10 things out of towners notice about Toronto
You can travel to most major cities and notice traffic is horrible, buildings are beautiful or ugly, and people are nice or grumpy — that's just city life. It's the specific things you notice about a metropolis when you visit that are the most intriguing. Toronto has a set of easily discernible quirks that distinguish us from any other city.
Here's what out of towners notice when they visit Toronto.
From food, shopping, and cultural activities to just the general population walking around downtown, a visitor quickly realizes this is a city of so many wonderful cultures and traditions. We were named the most diverse city in the world, after all.

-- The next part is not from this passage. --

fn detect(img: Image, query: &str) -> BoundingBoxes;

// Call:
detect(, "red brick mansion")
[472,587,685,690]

Whether you're riding in from the airport, driving down the Gardiner, walking around downtown or .... hell anywhere you go in Toronto there's a crane lifting its long neck into the sky building another condo. It seems like there's an endless amount of towers being built here. We're a hot market!
We love our Timmies. It seems they've been everywhere for years as a cheap coffee/doughnut option, but are now on every spare corner we've got. They rival any local coffee shop or Starbucks. Love them or hate them you'll basically be able to find a Tim's no matter what neighbourhood you're in.

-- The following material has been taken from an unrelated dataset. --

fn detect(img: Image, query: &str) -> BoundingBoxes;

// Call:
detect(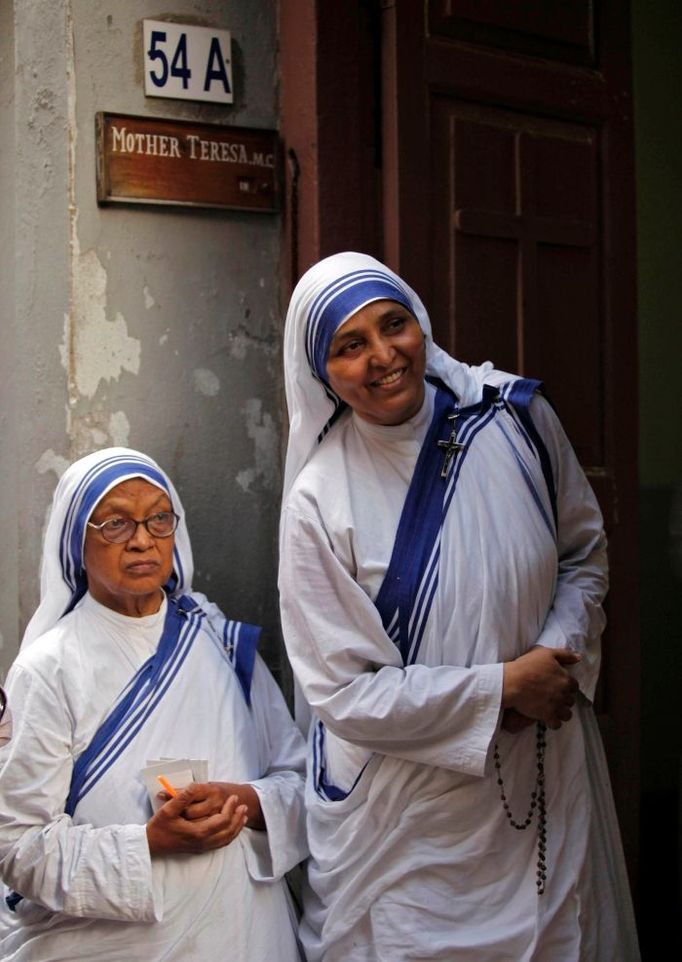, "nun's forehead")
[91,474,171,514]
[306,269,415,382]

When you live here you know there's a lot of fun, creative and exciting stuff happening... but as a visitor or hosting of an out-of-towner, you're quickly reminded Toronto doesn't always like fun. Our patios close at 11 p.m. (and you can't smoke on them), our last call is 2 a.m., and there's plenty other by-laws aimed at keeping everyone in check.
They're often slow, problematic, and overcrowded, but they're also unique (for now). Toronto is a one of the few North American cities with a major streetcar network, and it can be a great way to get around the city.
We're no Amsterdam, but Torontonians like to bike downtown and around, a lot. Cycling advocates continue to push for more bike lanes, and we slowly get them. But bikes are also on major streets, side streets, down by the water and locked up to everything they can be. Look both ways before crossing!
Torontonians like to lineup. For ice cream, cheese tarts, or pop-ups. We even wait in line to get on a bus or for movie tickets. For whatever reason, we're really good at politely standing in an orderly fashion until it's our turn.
Toronto's doesn't have the highest ranking when it comes to percentage of urban space designated as parkland , but it's impossible to spend much time here without noticing the massive ravine system that exists so close to the most dense areas in the city. It's as though the city erupted out of its ravines.
Though many claim we're always trying to catch up to our Southern New York neighbours, there's one major thing we'll never share, and that is traffic light etiquette. We stop at them. We wait at that red light, in fact most people are terrified of a yellow light. Even when we have intersections with a lack of traffic lights we wait.
Visitors beware, don't arrive calling Toronto the 6ix. No one actually likes the term or calls it that. Drake did, and kind of still does in song and text, but in the same way no one ever calls us the Big Smoke or Hogtown out loud, just ignore this moniker.